R (and specifically RStudio) is my preferred data analysis tool. Here’s an example of how to divide MPROP data into a custom geography using R.

# If you haven't installed these before, do so now
library(tidyverse) #  install.packages("tidyverse")
library(sf) #         install.packages("sf)

# Get the shapefile containing parcels and coordinates
# Download the zipped directory from here "https://drive.google.com/open?id=18nbv5wqICovjbYqnynXpS-mKOmuQYwYS"
parcels.coordinates <- st_read("YOUR/PATH/TO/SpatialCrosswalk.shp")
head(parcels.coordinates) # take a look
# parcels.coordinates has two columns:
#       - TAXKEY contains the unique identifier for every property
#       - geometry contains the xy coordinates for each property

# The coordinate for each property is almost always the centroid of the parcel
# In about 300 cases it is the geocoded address using the Google Maps API

# Get the shapefile containing your new geography
# In this case, I am using voting wards
wards <- st_read("/Users/johnsonjoh/Dropbox/Projects/SHPfiles/ward2012/ward.shp")

# Make sure the new shapefile uses the same projection as parcels.coordinates
# a projection is also called a "coordinate reference system"
old.projection <- st_crs(parcels.coordinates)
wards <- st_transform(x = wards, crs = old.projection)


# Now intersect the points with the ward polygons
parcels.to.wards <- st_intersection(parcels.coordinates, wards)
# looking at the number of observations, it looks like I lost a few parcels in this merge
# perform an anti_join to get the missing TAXKEYs.
missing.taxkeys <- anti_join((parcels.coordinates %>% st_set_geometry(NULL)),
                             (parcels.to.wards %>% st_set_geometry(NULL)))


# Now get the full mprop file
# Download the file from this link: https://drive.google.com/open?id=1kwFTSKjsHPKCsDT17-wAMvyeNmHJp6iR
# It's big, so these steps will be slow
mprop <- read_csv("/YOUR/PATH/TO/MPROP_2000_to_2018_May.csv",
                  col_types = "ccncccnnccccccnnncnnnccnnncnnnccccncnnccccccccnnncnccnncccccnnnncnccnncccccccccccccccccccccccnc")

# Now join the MPROP file to the parcel/ward crosswalk
?inner_join # read about different kinds of joins
mprop.with.wards <- inner_join(mprop, parcels.to.wards, by=c("TAXKEY"="TAXKEY"))

# Success!

# Now I can look at statistics by ward
# for example
total.units.by.ward <- mprop.with.wards %>%
  group_by(WARD, year) %>%
  summarise(TotalUnits = sum(NR_UNITS, na.rm = T))


# What about those missing parcels?
# This step is only if I care about the handfull of parcels I'm missing
# Probably the point falls in the Lake, or just outside the city boundaries or something
# Lets get their addresses
missing.taxkeys.mprop <- left_join(missing.taxkeys, mprop)
# Right now I have 1 line for every year they appear in the data.
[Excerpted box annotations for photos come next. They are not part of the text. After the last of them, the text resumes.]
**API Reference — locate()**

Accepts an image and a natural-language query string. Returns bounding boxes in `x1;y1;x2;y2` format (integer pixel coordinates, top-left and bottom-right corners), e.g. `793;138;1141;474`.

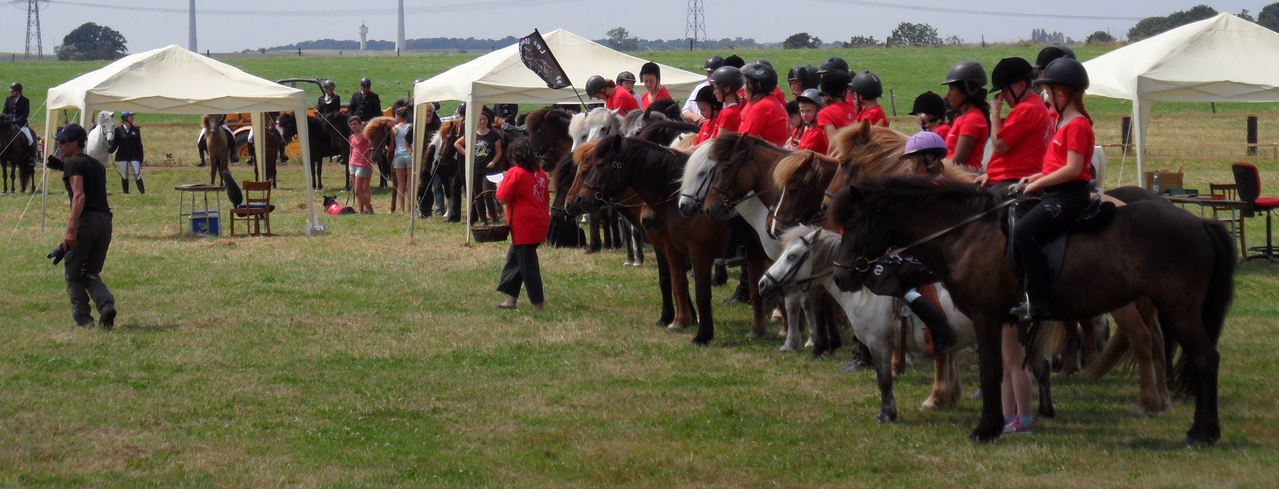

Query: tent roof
1083;14;1279;102
413;29;706;104
47;45;307;114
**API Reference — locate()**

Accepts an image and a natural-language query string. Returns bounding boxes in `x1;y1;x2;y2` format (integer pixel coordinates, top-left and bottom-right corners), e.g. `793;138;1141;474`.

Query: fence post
1248;115;1257;156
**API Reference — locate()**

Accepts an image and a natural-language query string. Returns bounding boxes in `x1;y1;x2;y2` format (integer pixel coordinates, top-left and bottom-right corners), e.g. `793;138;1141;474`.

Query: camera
47;243;67;265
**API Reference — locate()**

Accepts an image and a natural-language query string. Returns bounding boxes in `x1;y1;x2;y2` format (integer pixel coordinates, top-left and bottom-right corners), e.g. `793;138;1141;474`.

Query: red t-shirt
796;125;830;155
741;97;789;146
986;97;1053;183
946;109;990;170
348;133;372;168
857;105;888;127
1044;116;1096;182
711;104;742;137
640;87;670;109
817;102;857;129
604;87;640;115
498;166;551;245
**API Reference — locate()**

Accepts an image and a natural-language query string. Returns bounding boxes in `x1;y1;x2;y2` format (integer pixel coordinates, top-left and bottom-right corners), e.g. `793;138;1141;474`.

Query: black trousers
63;212;115;326
1013;180;1091;301
498;245;545;303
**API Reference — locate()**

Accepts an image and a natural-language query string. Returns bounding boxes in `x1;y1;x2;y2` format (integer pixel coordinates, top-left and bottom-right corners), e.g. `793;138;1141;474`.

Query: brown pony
200;114;230;184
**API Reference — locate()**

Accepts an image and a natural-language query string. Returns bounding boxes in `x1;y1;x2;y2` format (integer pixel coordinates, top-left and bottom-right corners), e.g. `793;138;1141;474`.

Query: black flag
519;29;573;90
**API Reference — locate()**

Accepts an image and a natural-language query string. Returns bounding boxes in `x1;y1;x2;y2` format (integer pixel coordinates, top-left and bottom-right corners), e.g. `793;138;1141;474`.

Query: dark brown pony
834;178;1236;445
577;134;767;346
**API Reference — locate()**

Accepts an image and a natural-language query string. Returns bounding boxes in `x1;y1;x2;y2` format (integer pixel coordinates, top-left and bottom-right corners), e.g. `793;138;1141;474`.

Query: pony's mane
831;122;914;177
831;177;996;228
773;150;839;187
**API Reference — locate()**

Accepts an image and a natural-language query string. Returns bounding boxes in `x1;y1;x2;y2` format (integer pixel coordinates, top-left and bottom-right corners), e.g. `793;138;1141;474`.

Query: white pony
84;110;115;166
760;225;977;422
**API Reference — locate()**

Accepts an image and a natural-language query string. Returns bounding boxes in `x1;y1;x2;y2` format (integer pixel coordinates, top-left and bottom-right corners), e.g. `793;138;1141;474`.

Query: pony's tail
1160;220;1237;396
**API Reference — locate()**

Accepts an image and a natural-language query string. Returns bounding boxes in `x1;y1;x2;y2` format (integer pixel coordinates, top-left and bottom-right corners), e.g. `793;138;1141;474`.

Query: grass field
0;49;1279;488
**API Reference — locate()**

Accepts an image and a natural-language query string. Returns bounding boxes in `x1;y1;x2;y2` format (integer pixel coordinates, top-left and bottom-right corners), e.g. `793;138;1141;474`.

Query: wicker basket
471;191;510;243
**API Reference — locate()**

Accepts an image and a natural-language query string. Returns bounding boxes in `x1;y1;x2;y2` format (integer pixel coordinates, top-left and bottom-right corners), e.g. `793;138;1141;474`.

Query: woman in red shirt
1010;58;1095;317
498;140;551;311
941;60;990;170
586;74;640;115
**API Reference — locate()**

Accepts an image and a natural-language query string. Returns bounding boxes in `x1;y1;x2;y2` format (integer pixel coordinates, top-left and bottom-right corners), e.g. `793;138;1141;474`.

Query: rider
941;60;990;170
976;58;1053;195
911;91;950;140
586;74;640;115
1009;58;1095;317
852;72;888;127
4;82;40;165
632;61;670;109
739;63;787;146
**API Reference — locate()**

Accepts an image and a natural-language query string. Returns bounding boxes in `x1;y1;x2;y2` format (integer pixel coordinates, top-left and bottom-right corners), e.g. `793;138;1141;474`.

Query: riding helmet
586;74;608;97
1035;42;1074;69
990;58;1035;91
851;70;884;99
640;61;661;79
821;69;853;99
902;131;946;157
1035;58;1088;91
911;91;946;119
702;54;724;72
742;63;778;93
817;56;848;74
796;88;821;109
711;64;742;91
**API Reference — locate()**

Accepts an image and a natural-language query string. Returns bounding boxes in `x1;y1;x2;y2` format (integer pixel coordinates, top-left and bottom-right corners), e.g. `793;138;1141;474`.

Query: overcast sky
0;0;1270;54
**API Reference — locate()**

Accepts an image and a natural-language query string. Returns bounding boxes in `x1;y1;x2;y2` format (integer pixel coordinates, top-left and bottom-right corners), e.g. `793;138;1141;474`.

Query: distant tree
1083;31;1115;46
1128;5;1216;41
781;32;821;49
54;22;129;61
1257;1;1279;32
608;27;640;51
886;22;941;47
844;36;884;47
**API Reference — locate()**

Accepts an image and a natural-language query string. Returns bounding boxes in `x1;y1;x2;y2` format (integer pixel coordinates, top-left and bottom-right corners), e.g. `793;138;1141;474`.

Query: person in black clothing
50;124;115;329
347;77;382;123
106;111;147;193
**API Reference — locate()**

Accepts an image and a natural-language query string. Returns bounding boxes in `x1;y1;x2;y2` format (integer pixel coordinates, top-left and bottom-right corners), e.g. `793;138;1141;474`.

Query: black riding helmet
711;65;742;92
821;69;853;99
851;70;884;99
817;56;848;74
1035;58;1088;92
911;91;946;119
702;54;724;72
1035;42;1074;69
941;60;986;95
990;58;1035;91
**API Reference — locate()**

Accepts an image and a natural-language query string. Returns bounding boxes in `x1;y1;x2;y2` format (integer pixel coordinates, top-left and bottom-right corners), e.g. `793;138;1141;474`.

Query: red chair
1230;163;1279;264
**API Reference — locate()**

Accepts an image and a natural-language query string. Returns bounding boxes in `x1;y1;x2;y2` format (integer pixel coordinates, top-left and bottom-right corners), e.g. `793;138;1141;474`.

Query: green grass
0;155;1279;488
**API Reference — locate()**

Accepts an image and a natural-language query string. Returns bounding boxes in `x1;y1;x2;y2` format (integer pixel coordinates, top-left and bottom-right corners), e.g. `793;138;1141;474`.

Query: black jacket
106;124;142;161
4;93;31;127
347;92;382;122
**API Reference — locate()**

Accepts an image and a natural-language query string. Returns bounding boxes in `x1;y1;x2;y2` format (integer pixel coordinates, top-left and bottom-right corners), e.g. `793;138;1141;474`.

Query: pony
760;225;977;422
200;114;230;184
833;177;1236;445
84;110;115;165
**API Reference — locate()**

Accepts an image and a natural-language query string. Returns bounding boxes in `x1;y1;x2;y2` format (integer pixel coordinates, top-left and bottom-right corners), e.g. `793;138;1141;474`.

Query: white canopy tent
41;45;318;234
1083;14;1279;180
413;29;706;243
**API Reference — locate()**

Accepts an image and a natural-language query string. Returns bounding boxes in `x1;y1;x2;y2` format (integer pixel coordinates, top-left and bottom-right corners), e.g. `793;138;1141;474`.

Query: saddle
1003;193;1119;280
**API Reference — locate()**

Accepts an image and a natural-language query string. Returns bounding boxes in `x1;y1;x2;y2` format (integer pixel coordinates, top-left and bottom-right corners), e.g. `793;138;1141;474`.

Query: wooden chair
1207;183;1248;257
230;182;275;236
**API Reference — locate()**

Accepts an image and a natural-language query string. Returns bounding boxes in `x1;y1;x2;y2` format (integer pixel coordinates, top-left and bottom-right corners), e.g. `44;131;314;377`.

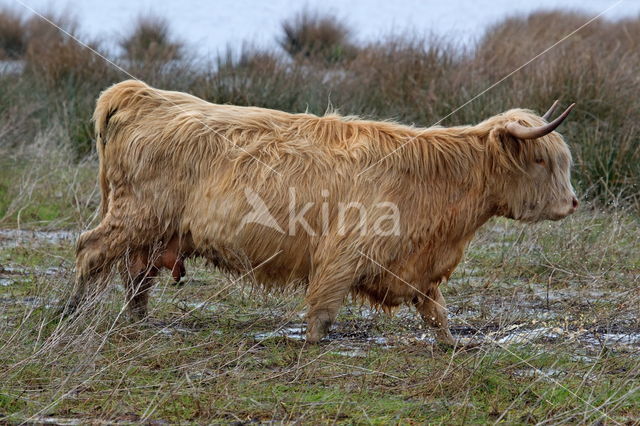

I'll summarize
missing.taxkeys.mprop <- missing.taxkeys.mprop %>%
  group_by(TAXKEY) %>%
  filter(row_number()==1)
# Now get the address
missing.taxkeys.mprop$address <- paste(missing.taxkeys.mprop$HOUSE_NR_LO, # House number
                                       missing.taxkeys.mprop$SDIR, #        Street Direction
                                       missing.taxkeys.mprop$STREET, #      Street name
                                       missing.taxkeys.mprop$STTYPE) #      Street type
# Just keep taxkey and address
missing.taxkeys.mprop <- missing.taxkeys.mprop[,c("TAXKEY","address")]
# Now I could check those addresses on google maps and manually assign them wards

  1. In about 300 cases (out of around 170,000), the shapefile parcel was not available, so I was unable to calculate a centroid. In these instances I used the Google Maps API to retrieve coordinates.

  2. In a handful of cases the centroid of a parcel will commonly fall outside of other shapefile polygons–for instance, in irregularly shaped parcels following the shoreline. I don’t have an automated way to deal with these issues, but I suggest a procedure for manually coding them as they occur in the R script above.